桜猫プロダクション65:四匹の犬神兄弟
【題名】
四匹の犬神兄弟
【プロローグ】
「助けてほしい?」
地面に横になった状態で伏せていた目を開ける。目の前に誰かが立ち止まって自分を見下ろしている。けれど、頭から流れ出ている血のせいではっきりと、その人物の姿が見えない。

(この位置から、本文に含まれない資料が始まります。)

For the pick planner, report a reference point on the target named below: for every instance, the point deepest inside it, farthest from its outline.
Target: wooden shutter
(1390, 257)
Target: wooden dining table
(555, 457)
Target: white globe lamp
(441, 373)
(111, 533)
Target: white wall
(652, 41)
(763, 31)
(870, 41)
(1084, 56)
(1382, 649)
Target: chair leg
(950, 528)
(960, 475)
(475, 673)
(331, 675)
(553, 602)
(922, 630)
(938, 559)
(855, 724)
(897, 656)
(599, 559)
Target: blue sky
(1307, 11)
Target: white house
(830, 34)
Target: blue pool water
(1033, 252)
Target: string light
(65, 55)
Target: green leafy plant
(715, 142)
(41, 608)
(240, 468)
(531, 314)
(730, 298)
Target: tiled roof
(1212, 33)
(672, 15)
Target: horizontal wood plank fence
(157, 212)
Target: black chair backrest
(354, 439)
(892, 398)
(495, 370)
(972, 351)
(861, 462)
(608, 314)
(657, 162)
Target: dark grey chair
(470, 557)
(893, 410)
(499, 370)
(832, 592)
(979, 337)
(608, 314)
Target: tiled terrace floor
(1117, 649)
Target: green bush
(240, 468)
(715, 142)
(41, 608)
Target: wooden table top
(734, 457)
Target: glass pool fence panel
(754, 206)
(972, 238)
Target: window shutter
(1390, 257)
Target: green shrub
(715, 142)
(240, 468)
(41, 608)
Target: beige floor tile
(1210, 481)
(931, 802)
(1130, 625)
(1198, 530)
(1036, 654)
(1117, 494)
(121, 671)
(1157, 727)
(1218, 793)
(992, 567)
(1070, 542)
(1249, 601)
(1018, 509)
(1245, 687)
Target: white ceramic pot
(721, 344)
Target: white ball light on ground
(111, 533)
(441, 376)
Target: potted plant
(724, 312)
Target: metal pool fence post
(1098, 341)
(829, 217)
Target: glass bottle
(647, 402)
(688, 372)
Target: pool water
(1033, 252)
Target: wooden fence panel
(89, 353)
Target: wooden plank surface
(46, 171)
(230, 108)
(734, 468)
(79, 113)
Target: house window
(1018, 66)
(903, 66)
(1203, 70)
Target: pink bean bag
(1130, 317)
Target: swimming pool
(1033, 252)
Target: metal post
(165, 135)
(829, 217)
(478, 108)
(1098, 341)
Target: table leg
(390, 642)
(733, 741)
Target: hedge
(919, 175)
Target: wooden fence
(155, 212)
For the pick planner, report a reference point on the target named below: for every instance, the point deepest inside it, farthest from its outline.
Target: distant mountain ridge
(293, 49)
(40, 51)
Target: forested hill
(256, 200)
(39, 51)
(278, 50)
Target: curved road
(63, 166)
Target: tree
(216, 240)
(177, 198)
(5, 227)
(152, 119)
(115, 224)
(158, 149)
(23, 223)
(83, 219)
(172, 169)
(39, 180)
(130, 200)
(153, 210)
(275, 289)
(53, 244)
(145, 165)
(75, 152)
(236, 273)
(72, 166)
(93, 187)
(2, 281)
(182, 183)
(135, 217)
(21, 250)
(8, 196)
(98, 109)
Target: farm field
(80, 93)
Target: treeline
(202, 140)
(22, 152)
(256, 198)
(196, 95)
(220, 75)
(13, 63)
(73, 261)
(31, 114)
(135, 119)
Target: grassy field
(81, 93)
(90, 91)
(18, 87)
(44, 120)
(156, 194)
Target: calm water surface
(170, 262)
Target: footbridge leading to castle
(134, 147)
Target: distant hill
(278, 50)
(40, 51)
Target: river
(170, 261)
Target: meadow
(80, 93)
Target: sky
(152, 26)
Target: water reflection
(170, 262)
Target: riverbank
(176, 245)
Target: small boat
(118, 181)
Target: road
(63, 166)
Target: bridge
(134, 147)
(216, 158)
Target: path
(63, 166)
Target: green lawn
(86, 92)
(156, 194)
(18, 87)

一体、どこの誰で、なぜここにいるのか、何が目的なのかは知らない。けれど私は、目の前にいる謎の人物に縋りついた。
「…お…おと、うと…弟を、助け…て」
私の隣で血だらけになって倒れている大切な弟。自分はどうでもいい。けれど、弟だけは助けたい。その一心を目の前にいる人物に動かない体の代わりに瞳だけで訴える。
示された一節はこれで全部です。